Geoff Gjertson, a professor of architecture, received the first Leadership Service Award. The new award recognizes a faculty member who is committed to combining service learning with classroom instruction to provide students with skills and knowledge that help them become community leaders.

Recipients were recognized at the Foundation’s Eminent Faculty Awards banquet held at Le Pavillon in Parc Lafayette.

Habib has published 52 journal articles and five book chapters. He received the Best Journal Award from the American Society of Civil Engineers. Habib also earned the society’s Watershed Excellence Award. He led a multi-institutional effort to develop “HydroViz,” a platform that promotes education in hydrology, water, resources, and coastal ecosystems.

During his 12 years at the University, he has generated  $4 million in external research funding, including $2 million from the National Science Foundation.

“Dr. Habib is committed to producing high quality research, and his work has been recognized by peers at the national and state levels, as illustrated by the competitive awards and grants he has received,” noted Dr. Keith McManis, head of the Department of Civil Engineering.

Tetnowski, an accomplished researcher, is an expert in fluency disorders, commonly referred to as stuttering. He is a respected scholar in stuttering research and clinical teaching. Tetnowski has published 65 manuscripts and edited one book.

He is a board member of the National Stuttering Association and founder of its Lafayette chapter. Tetnowski is also a fellow of the American Speech-Language-Hearing Association.

Tetnowski has mentored 12 doctoral students at the University over the past 17 years.

“John has established himself among the top echelon of researchers and scholars in fluency disorder. He is also recognized as a talented clinician,” said Dr. Nancye Roussel, head of the Department of Communicative Disorders.

Leroy teaches online courses in advanced writing and technical writing. She played an integral role in the design and launch of the Professional Writing Program offered by the Department of English.

Leroy was a member of a team from the department who developed a graduate certificate in professional writing. She has extensive knowledge in the pedagogy of professional writing. She is also focused on recruiting and retention, and developing partners in business and industry.

“Shelly Leroy is one of the English Department’s most talented, caring, committed, and valued teachers,” said Dr. Jordan Kellman, dean of the College of Liberal Arts.

Mire-Watson founded the Department of Biology’s Undergraduate Research Symposium.

She was instrumental in the development of the University’s Science Day. The College of Science hosts high school juniors and seniors for tours of the Biology, Chemistry, Mathematics and Physics departments, and to participate in experiments and science-related activities.

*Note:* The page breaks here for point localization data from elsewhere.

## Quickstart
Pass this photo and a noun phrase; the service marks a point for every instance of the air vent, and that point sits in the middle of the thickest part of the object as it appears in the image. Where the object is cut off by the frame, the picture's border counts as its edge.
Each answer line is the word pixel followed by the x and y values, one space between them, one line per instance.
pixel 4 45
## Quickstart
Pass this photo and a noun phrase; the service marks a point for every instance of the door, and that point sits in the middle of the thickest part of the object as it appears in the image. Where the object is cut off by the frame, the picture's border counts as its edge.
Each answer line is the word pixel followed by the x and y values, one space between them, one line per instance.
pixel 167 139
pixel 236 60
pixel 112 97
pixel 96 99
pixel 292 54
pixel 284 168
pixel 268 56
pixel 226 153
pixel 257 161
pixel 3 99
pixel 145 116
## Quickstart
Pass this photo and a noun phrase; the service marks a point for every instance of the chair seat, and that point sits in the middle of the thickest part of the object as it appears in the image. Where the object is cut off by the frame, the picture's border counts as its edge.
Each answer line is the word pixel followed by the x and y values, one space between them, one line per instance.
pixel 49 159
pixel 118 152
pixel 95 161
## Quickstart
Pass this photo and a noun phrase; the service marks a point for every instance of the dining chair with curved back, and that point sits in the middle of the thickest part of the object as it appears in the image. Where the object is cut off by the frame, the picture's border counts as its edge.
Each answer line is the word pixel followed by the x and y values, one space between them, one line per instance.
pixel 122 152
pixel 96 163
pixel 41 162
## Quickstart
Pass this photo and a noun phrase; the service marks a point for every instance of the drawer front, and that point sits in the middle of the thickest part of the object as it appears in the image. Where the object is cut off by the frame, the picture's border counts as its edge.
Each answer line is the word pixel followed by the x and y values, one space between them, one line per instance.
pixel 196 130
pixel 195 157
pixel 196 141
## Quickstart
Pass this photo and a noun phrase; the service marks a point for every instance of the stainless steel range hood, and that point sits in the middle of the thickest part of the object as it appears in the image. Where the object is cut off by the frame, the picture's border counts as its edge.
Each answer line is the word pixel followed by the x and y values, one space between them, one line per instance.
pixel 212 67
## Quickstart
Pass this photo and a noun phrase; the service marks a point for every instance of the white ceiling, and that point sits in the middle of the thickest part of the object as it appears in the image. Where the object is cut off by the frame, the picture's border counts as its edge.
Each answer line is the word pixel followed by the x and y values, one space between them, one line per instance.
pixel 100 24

Dr. Paul Leberg, head of the Department of Biology, praised Mire-Watson’s innovative pedagogical approaches. “Typically, it is hard to be innovative in large sections with hundreds of students, but this has not stopped her from experimenting with novel ways to explain complex topics,” he noted.

During her 20 years at the University, Mire-Watson has helped generate over $600,000 in grants from the National Science Foundation and from the National Institutes of Health.

Gjertson has helped develop student-led coalitions of public, industry private, and University partners in the design and construction of community buildings.

“Under his mentorship, students receive experience working with the community and getting real-world experience in designing and building projects,” said Tom Sammons, director of the School of Architecture and Design.

One example is the Camellia Boulevard Gridshell Pavilion, a dome-shaped, open-air structure students designed and built with input from engineers and contractors and students at other universities, including Dalhousie University in Nova Scotia.

The pavilion consists of a framework of crisscrossed oak slats topped with white aluminum panels. The “grid” of wood is affixed to low concrete walls that rim a concrete floor.

It stands on green space near Mount Vernon Drive, the first feature at an art park.